Pre-IPO Profits

The Importance of Co-Investors

The Importance of Co-Investors
By Adam Sharp
Date July 21, 2020

As online angel investors, there’s an easy metric we can use when judging possible investments. If we pay attention to who else is investing in a startup’s round (also known as co-investors), we can learn a lot about the quality of the deal. 

For example, if I see a deal where Sequoia or another top-tier VC firm is leading the round, I will often invest in it. At the very least, I take this as a signal that the deal is worth investigating deeply. You should also pay extra attention when a top-tier investor is doubling down on an investment — or when new top-tier investors join others in a round.

Accredited deals on sites like AngelList often don’t include detailed financial information. But you can be sure that well-known VC firms and other big investors DO have access to that information. By paying attention to the co-investors, small online investors like you and me can tap into that knowledge without ever seeing it.

If you’re not familiar with which VC firms are “top tier,” there are some easy ways to research them. To start, check if any of the firm’s partners are on the Forbes’ Midas List. The Midas list is an annual list of the best VC investors in the world. If you see that a co-investor is on the Midas list, it’s probably a very positive sign.

You can also do a Google search on the primary investors in the round.
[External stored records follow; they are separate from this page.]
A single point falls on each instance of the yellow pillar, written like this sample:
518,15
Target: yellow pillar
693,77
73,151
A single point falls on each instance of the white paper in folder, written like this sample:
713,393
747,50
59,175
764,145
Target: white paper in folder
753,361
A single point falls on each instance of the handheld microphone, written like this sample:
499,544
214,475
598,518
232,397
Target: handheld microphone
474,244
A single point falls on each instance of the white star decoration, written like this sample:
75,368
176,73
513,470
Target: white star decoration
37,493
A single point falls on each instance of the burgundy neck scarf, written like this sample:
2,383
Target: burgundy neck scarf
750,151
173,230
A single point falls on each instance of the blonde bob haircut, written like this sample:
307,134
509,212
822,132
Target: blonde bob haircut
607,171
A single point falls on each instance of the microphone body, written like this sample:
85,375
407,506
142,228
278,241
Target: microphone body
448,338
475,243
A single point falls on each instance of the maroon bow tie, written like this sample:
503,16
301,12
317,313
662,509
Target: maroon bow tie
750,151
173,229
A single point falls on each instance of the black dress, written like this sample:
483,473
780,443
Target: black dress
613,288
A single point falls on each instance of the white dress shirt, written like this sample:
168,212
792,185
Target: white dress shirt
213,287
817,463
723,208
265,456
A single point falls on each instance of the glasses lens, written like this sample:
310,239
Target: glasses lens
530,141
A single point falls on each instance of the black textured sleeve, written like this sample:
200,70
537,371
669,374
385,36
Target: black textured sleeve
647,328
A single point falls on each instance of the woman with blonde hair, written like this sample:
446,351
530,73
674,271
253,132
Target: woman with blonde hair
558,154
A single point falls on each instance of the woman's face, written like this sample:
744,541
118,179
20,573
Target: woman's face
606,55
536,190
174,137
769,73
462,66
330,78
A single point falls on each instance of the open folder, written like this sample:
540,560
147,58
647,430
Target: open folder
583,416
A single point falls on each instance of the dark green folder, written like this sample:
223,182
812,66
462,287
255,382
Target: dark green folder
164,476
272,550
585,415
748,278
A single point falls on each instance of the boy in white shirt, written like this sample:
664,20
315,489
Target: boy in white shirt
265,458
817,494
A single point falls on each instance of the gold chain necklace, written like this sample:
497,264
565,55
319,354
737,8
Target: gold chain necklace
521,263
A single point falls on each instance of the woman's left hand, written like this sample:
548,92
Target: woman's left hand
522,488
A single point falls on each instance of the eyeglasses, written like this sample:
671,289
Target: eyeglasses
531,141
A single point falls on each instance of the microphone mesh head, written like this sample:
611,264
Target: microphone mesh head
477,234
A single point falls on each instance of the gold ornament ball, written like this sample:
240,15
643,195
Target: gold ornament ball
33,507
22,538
Go to their site(s) and research their portfolio companies. See if those companies have gone on to raise larger rounds of funding. You probably won’t be able to find their exact return numbers. But you should be able to get a general idea about how their funds have performed.

Some professional investors consider investing based on co-investors to be distasteful. But I disagree. As a small online investor, there’s really no better signal you can find. And if you’re new to startup investing, watching co-investors is a great way to learn. 

In the end, it’s still up to the individual investor to back a deal or not. But checking out the co-investors is a good first step in the due diligence process.